Apartado 2.5.2 G).- Se condena a la demandada a adaptar las cabinas de ascensores a uso de los minusválidos, instalando pasamanos y colocando la botonera a la altura reglamentaria.
Apartado 2.5.2 H).- Se condena a la demandada a que suprima el bocel de las escaleras de evacuación del garaje, de modo que queden el número de salidas de evacuación de emergencia mínimo que exige la normativa completamente adaptadas a la misma.
Apartado 2.6.2 D).- Se condena a la demandada a que lleve a cabo el solado con baldosas de 40 x 40 de piedra artificial de los vestíbulos de los ascensores en planta sótano.
Apartado 2.6.3 H).- Se condena a la demandada a que lleve a cabo el acristalamiento con luna pulida flotada incolora a 6 mm.

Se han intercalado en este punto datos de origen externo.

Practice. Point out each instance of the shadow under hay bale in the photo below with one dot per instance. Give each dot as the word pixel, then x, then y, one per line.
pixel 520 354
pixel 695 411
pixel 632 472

Apartado 2.6.3 J).- Se condena a la demandada a que coloque maleteros en los frentes de armario empotrados.
Apartado 2.7.1 D).- Se condena a la demandada a que repare las fisuras existentes en el revestimiento de los paramentos exteriores de los castilletes.
Apartado 2.7.1 G).- Se condena a la demandada la sustitución del cerramiento de los jardines por otro que esté correctamente galvanizado y presente la adecuada resistencia a la oxidación.
Apartado 2.6.3 G).- Se condena a la demandada a que abone por este apartado la cantidad de TREINTA Y SEIS MIL CINCUENTA Y OCHO EUROS CON OCHENTA Y SIETE CENTS (36.058,87 €).
Se mantienen los demás pronunciamientos de dicha resolución en lo que no se opongan a lo anterior.
No ha lugar a realizar especial imposición de las costas procesales de esta alzada, debiendo cada parte sufragar las causadas a su instancia, y las comunes por mitad.
Devuélvanse a su tiempo las actuaciones originales al Juzgado de donde proceden, con certificación literal de esta Sentencia y despacho para su cumplimiento.
Así por esta nuestra Sentencia, de la que se llevará testimonio al Rollo de Sala, lo pronunciamos, mandamos y firmamos.
PUBLICACIÓN
Leída y publicada fue la anterior sentencia por el Ilmo. Sr. Magistrado que ha sido ponente en estos autos estando celebrando audiencia pública ordinaria la Sección Quinta de esta Audiencia en el día siguiente hábil al de su fecha.
DILIGENCIA.- Seguidamente se contrae certificación de la anterior sentencia y publicación en su rollo, doy fe.